LOCALINTEL: Generating Organizational Threat Intelligence from Global
and Local Cyber Knowledge
- URL: http://arxiv.org/abs/2401.10036v1
- Date: Thu, 18 Jan 2024 15:00:01 GMT
- Title: LOCALINTEL: Generating Organizational Threat Intelligence from Global
and Local Cyber Knowledge
- Authors: Shaswata Mitra, Subash Neupane, Trisha Chakraborty, Sudip Mittal,
Aritran Piplai, Manas Gaur, Shahram Rahimi
- Abstract summary: Security Operations Center analysts gather threat reports from openly accessible global threat databases and customize them manually to suit a particular organization's needs.
Analysts undertake a labor intensive task utilizing these global and local knowledge databases to manually create organization's unique threat response and mitigation strategies.
We present LOCALINTEL, a novel automated knowledge contextualization system that retrieves threat reports from the global threat repositories and uses its local knowledge database to contextualize them for a specific organization.
- Score: 10.151042468807402
- License: http://creativecommons.org/licenses/by-nc-nd/4.0/
- Abstract: Security Operations Center (SoC) analysts gather threat reports from openly
accessible global threat databases and customize them manually to suit a
particular organization's needs. These analysts also depend on internal
repositories, which act as private local knowledge database for an
organization. Credible cyber intelligence, critical operational details, and
relevant organizational information are all stored in these local knowledge
databases. Analysts undertake a labor intensive task utilizing these global and
local knowledge databases to manually create organization's unique threat
response and mitigation strategies. Recently, Large Language Models (LLMs) have
shown the capability to efficiently process large diverse knowledge sources. We
leverage this ability to process global and local knowledge databases to
automate the generation of organization-specific threat intelligence.
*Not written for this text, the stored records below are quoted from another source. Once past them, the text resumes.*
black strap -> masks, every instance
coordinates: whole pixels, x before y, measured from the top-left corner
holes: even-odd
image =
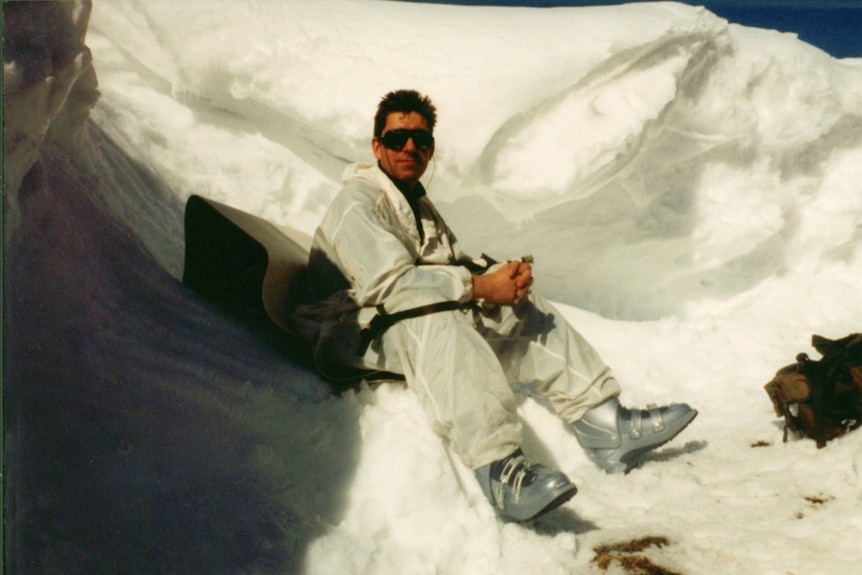
[[[812,437],[820,449],[826,445],[827,418],[833,422],[844,419],[842,413],[847,402],[839,399],[836,388],[849,374],[850,366],[854,364],[853,354],[856,354],[856,362],[862,361],[862,338],[858,333],[837,340],[814,335],[811,343],[823,357],[820,361],[813,361],[806,354],[800,354],[803,360],[799,365],[811,383],[810,402],[815,414]]]
[[[417,217],[416,221],[419,219]],[[455,265],[463,266],[470,271],[470,273],[485,273],[488,269],[497,263],[497,261],[487,254],[482,254],[483,261],[482,263],[475,262],[473,260],[462,260],[455,263]],[[422,265],[423,262],[417,261],[416,265]],[[430,264],[429,264],[430,265]],[[402,319],[409,319],[411,317],[419,317],[423,315],[428,315],[432,313],[437,313],[441,311],[454,311],[457,309],[467,309],[474,306],[474,302],[470,301],[467,303],[461,303],[457,301],[438,301],[435,303],[429,303],[427,305],[420,305],[418,307],[412,307],[410,309],[405,309],[402,311],[397,311],[395,313],[387,313],[383,308],[383,304],[377,305],[377,315],[374,316],[371,321],[362,328],[362,331],[359,332],[359,345],[356,346],[356,355],[365,355],[365,352],[368,351],[368,346],[371,345],[371,342],[375,337],[392,327],[396,322],[401,321]]]
[[[458,309],[466,309],[473,305],[473,302],[461,303],[458,301],[438,301],[427,305],[412,307],[395,313],[387,313],[383,308],[383,304],[377,306],[377,315],[362,328],[359,332],[359,345],[356,346],[356,355],[365,355],[368,351],[368,346],[374,341],[378,335],[392,327],[396,322],[402,319],[419,317],[441,311],[454,311]]]

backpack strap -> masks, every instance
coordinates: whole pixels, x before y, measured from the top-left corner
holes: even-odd
[[[474,302],[462,303],[458,301],[438,301],[418,307],[412,307],[395,313],[387,313],[383,308],[383,304],[377,306],[377,315],[375,315],[368,324],[359,332],[359,345],[356,346],[356,355],[365,355],[368,351],[368,346],[371,342],[385,332],[387,329],[395,325],[402,319],[420,317],[441,311],[454,311],[458,309],[472,308]]]
[[[813,361],[805,353],[799,354],[797,360],[800,372],[811,382],[810,403],[814,411],[811,438],[817,442],[817,449],[821,449],[826,445],[825,414],[835,392],[835,385],[826,377],[827,366],[823,365],[822,361]]]
[[[529,261],[532,263],[532,256],[524,256],[524,261]],[[455,263],[455,265],[459,265],[467,268],[470,273],[473,274],[481,274],[488,271],[488,269],[497,263],[497,260],[489,256],[488,254],[483,253],[482,257],[478,260],[470,260],[464,259]],[[422,265],[422,262],[417,261],[416,265]],[[470,301],[467,303],[461,303],[457,301],[439,301],[435,303],[429,303],[426,305],[420,305],[418,307],[412,307],[410,309],[405,309],[402,311],[398,311],[395,313],[387,313],[383,308],[383,304],[378,304],[377,315],[371,318],[371,321],[362,328],[362,331],[359,332],[359,345],[356,346],[356,355],[365,355],[365,352],[368,351],[368,346],[371,345],[371,342],[378,335],[385,332],[387,329],[392,327],[395,323],[401,321],[402,319],[409,319],[413,317],[419,317],[423,315],[428,315],[432,313],[438,313],[441,311],[454,311],[458,309],[470,309],[475,307],[476,302]]]
[[[805,356],[805,361],[800,361],[799,366],[811,381],[811,404],[817,416],[812,438],[819,449],[836,434],[834,429],[829,429],[830,421],[840,422],[842,412],[848,407],[841,405],[846,398],[839,396],[837,390],[853,385],[852,369],[862,364],[862,334],[850,334],[836,340],[814,335],[811,343],[823,357],[820,361],[813,361]],[[859,391],[856,392],[858,394]]]

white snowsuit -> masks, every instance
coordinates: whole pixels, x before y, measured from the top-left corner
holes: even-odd
[[[510,384],[567,422],[620,392],[610,369],[546,300],[481,305],[395,323],[356,355],[361,326],[387,313],[472,299],[464,254],[424,194],[410,202],[377,166],[355,164],[317,229],[309,260],[313,301],[295,315],[319,363],[404,374],[434,429],[478,468],[521,445]]]

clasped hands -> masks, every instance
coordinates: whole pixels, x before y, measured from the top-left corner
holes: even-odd
[[[473,276],[473,299],[518,305],[533,285],[533,266],[523,260],[506,262],[493,272]]]

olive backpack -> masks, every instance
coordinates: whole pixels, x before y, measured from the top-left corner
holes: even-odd
[[[862,426],[862,333],[835,340],[815,335],[811,344],[822,357],[800,353],[766,384],[766,393],[784,418],[784,441],[793,432],[821,448]]]

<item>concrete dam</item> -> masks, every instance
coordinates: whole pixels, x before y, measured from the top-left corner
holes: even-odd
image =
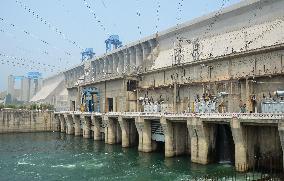
[[[284,149],[284,1],[247,0],[46,79],[53,130],[238,171]],[[241,166],[240,166],[241,165]]]

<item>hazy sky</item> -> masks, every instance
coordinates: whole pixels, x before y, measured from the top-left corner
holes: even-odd
[[[103,54],[109,34],[127,44],[239,1],[1,0],[0,91],[8,75],[47,77],[80,63],[81,48]]]

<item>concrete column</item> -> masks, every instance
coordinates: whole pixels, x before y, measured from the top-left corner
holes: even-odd
[[[176,81],[176,80],[174,80]],[[177,83],[174,82],[174,90],[173,90],[173,109],[174,109],[174,112],[176,113],[177,112]]]
[[[109,73],[109,71],[110,71],[110,61],[109,61],[109,58],[108,58],[108,57],[106,57],[106,58],[104,59],[104,65],[105,65],[105,72],[106,72],[106,73]]]
[[[65,118],[64,115],[59,115],[60,118],[60,131],[61,133],[65,133],[66,132],[66,122],[65,122]]]
[[[119,58],[117,54],[113,54],[112,55],[112,59],[113,59],[113,73],[118,73],[119,72],[119,68],[118,68],[118,64],[119,64]]]
[[[136,54],[136,67],[138,67],[143,63],[143,52],[141,45],[135,46],[135,54]]]
[[[135,121],[123,119],[119,116],[118,122],[121,128],[122,147],[127,148],[134,146],[138,136]]]
[[[237,171],[244,172],[248,169],[247,146],[244,139],[242,125],[237,118],[231,120],[232,136],[235,143],[235,167]]]
[[[98,61],[97,59],[94,61],[94,69],[95,69],[95,76],[97,77],[98,76]]]
[[[150,59],[150,61],[152,62],[153,61],[153,59],[154,59],[154,49],[155,49],[155,47],[156,47],[156,45],[157,45],[157,43],[156,43],[156,41],[154,41],[154,40],[149,40],[148,41],[149,42],[149,47],[150,47],[150,56],[149,56],[149,59]]]
[[[283,169],[284,169],[284,123],[283,121],[278,124],[278,132],[279,132],[282,154],[283,154]]]
[[[106,144],[115,144],[115,128],[114,122],[111,118],[104,116],[104,121],[106,123],[105,127],[105,143]]]
[[[135,126],[138,131],[138,151],[143,152],[143,129],[144,129],[144,119],[141,117],[135,118]]]
[[[146,61],[151,52],[149,48],[149,42],[142,43],[142,52],[143,52],[143,61]]]
[[[101,74],[100,60],[96,60],[97,76]]]
[[[152,151],[152,133],[151,121],[144,120],[142,117],[137,117],[135,125],[139,134],[138,151],[151,152]]]
[[[4,119],[4,113],[3,113],[3,119]],[[53,131],[61,131],[61,129],[60,129],[60,119],[59,119],[59,115],[58,114],[54,115]]]
[[[161,117],[161,125],[165,135],[165,157],[175,156],[174,141],[173,141],[173,126],[165,117]]]
[[[121,138],[122,138],[122,147],[123,148],[127,148],[130,146],[129,143],[129,128],[127,125],[127,121],[125,119],[123,119],[121,116],[118,117],[118,122],[120,124],[121,127]]]
[[[248,79],[246,79],[246,108],[247,112],[254,112],[253,111],[253,105],[251,101],[251,94],[252,94],[252,82]]]
[[[125,72],[129,72],[130,71],[130,55],[129,55],[129,50],[126,49],[123,51],[124,53],[124,70]]]
[[[165,157],[173,157],[188,153],[188,130],[186,122],[173,122],[161,117],[161,125],[165,135]]]
[[[112,74],[113,71],[113,57],[112,56],[108,56],[107,61],[109,62],[109,67],[108,67],[108,72],[109,74]]]
[[[74,124],[73,124],[73,117],[71,115],[66,115],[66,134],[74,134]]]
[[[118,121],[114,120],[114,118],[109,118],[107,116],[104,116],[104,120],[106,122],[105,143],[116,144],[121,142],[121,130],[118,130],[120,129]]]
[[[137,66],[136,64],[136,51],[134,47],[129,48],[129,56],[130,56],[130,72],[133,72]]]
[[[101,125],[99,119],[96,116],[93,116],[92,122],[94,125],[94,140],[95,141],[102,140]]]
[[[75,128],[75,136],[81,136],[81,125],[80,125],[80,116],[73,115],[74,120],[74,128]]]
[[[187,120],[188,132],[191,138],[191,161],[193,163],[208,164],[209,131],[200,118]]]
[[[142,43],[142,52],[143,52],[143,71],[147,71],[147,67],[151,64],[151,62],[148,61],[151,53],[148,41]]]
[[[118,71],[119,73],[124,72],[124,54],[123,53],[118,53],[118,60],[119,60],[119,64],[118,64]]]
[[[90,138],[91,137],[91,117],[84,116],[83,117],[83,138]]]
[[[104,59],[99,59],[98,64],[99,64],[99,67],[98,67],[99,68],[99,74],[100,74],[100,76],[102,76],[104,71],[105,71]]]
[[[92,77],[96,77],[96,67],[95,67],[95,60],[91,63],[91,75]]]

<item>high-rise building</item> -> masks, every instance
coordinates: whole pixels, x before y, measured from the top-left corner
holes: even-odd
[[[38,72],[29,72],[28,76],[10,75],[7,94],[11,96],[12,102],[28,102],[40,90],[42,81]]]

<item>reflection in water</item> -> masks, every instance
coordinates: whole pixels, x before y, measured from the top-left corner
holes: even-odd
[[[0,137],[1,180],[186,180],[232,171],[225,165],[192,164],[188,156],[164,158],[61,133]]]

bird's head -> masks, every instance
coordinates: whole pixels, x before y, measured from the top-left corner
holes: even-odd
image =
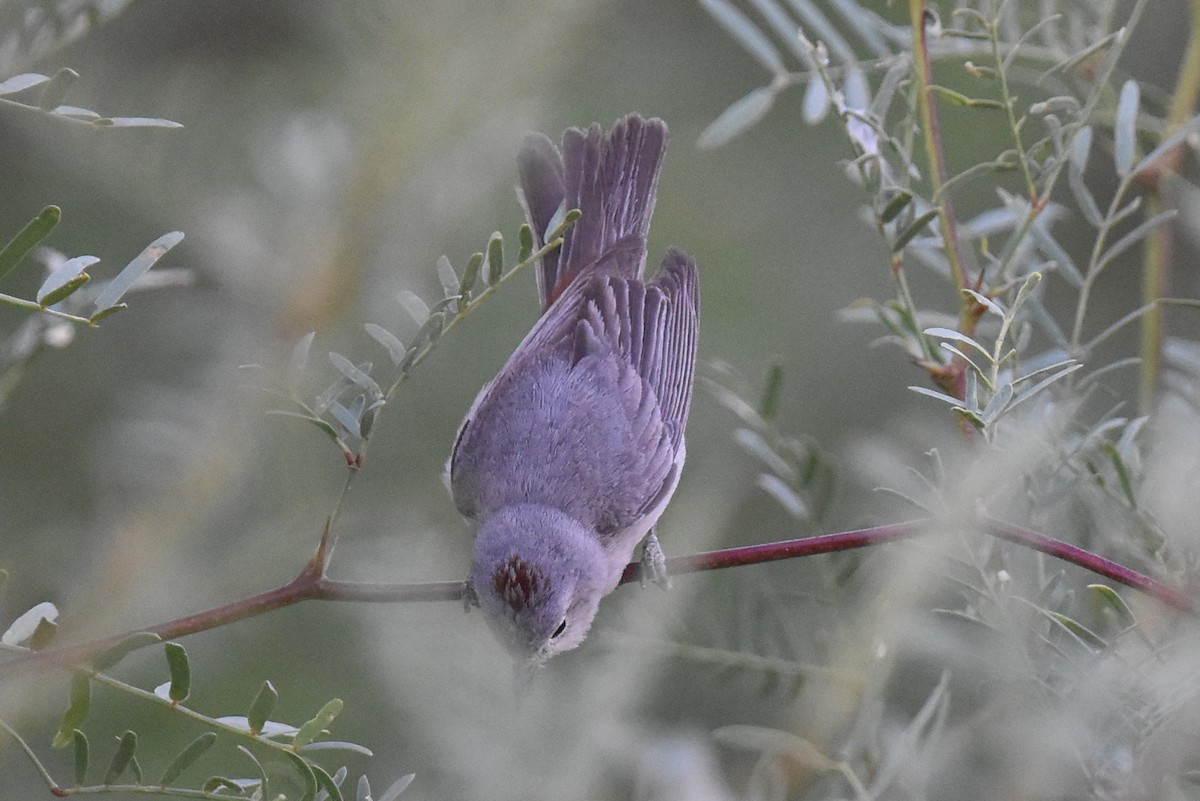
[[[594,534],[555,509],[521,505],[480,528],[469,583],[520,673],[583,642],[607,575]]]

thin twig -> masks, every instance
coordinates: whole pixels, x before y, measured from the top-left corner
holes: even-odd
[[[929,58],[929,43],[926,39],[924,0],[909,0],[908,11],[913,35],[913,75],[917,81],[917,106],[921,115],[925,155],[929,159],[929,188],[933,196],[940,195],[941,198],[938,202],[938,224],[942,230],[946,260],[950,263],[954,288],[961,293],[967,286],[967,278],[963,269],[954,206],[949,195],[940,191],[947,179],[946,154],[942,148],[941,128],[933,98],[933,63]],[[971,314],[973,305],[969,301],[961,303],[959,324],[962,326],[962,332],[968,336],[974,330],[975,320],[978,319],[978,316]]]
[[[1197,98],[1200,98],[1200,0],[1192,0],[1191,18],[1191,32],[1171,96],[1166,125],[1163,126],[1163,139],[1187,122],[1195,112]],[[1179,168],[1186,152],[1186,145],[1180,142],[1178,147],[1168,150],[1138,176],[1147,186],[1147,219],[1173,205],[1166,179]],[[1142,414],[1150,413],[1158,390],[1164,325],[1163,310],[1156,301],[1167,293],[1173,229],[1174,226],[1168,222],[1153,231],[1146,241],[1142,256],[1142,302],[1154,304],[1142,319],[1142,361],[1138,387],[1138,408]]]
[[[795,559],[819,553],[865,548],[915,536],[927,530],[933,522],[931,520],[912,520],[874,528],[678,556],[667,560],[667,572],[672,575],[683,575],[703,570],[721,570],[781,559]],[[1098,575],[1144,592],[1172,608],[1191,613],[1197,611],[1196,604],[1183,592],[1062,540],[1056,540],[1032,529],[999,520],[982,521],[981,530],[993,537],[1017,542],[1079,565]],[[244,618],[255,617],[284,606],[291,606],[301,601],[354,603],[461,601],[466,590],[466,585],[462,581],[425,583],[337,581],[322,575],[324,566],[322,560],[322,552],[318,550],[313,559],[305,565],[300,575],[292,581],[282,587],[240,601],[115,637],[105,637],[78,645],[23,654],[0,663],[0,679],[5,675],[31,668],[64,668],[78,665],[125,642],[134,635],[151,633],[157,634],[163,640],[177,639]],[[621,576],[621,583],[637,581],[640,576],[641,565],[639,563],[630,564]]]

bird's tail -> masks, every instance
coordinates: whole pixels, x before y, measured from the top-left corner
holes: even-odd
[[[662,120],[630,114],[607,135],[599,125],[568,128],[561,155],[545,136],[526,139],[518,157],[521,195],[537,244],[544,244],[563,212],[583,212],[562,248],[542,260],[538,292],[543,310],[576,276],[610,253],[614,257],[604,260],[605,269],[626,278],[641,276],[666,138]]]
In this work, we present LOCALINTEL, a novel automated knowledge
contextualization system that, upon prompting, retrieves threat reports from
the global threat repositories and uses its local knowledge database to
contextualize them for a specific organization. LOCALINTEL comprises of three
key phases: global threat intelligence retrieval, local knowledge retrieval,
and contextualized completion generation. The former retrieves intelligence
from global threat repositories, while the second retrieves pertinent knowledge
from the local knowledge database. Finally, the fusion of these knowledge
sources is orchestrated through a generator to produce a contextualized
completion.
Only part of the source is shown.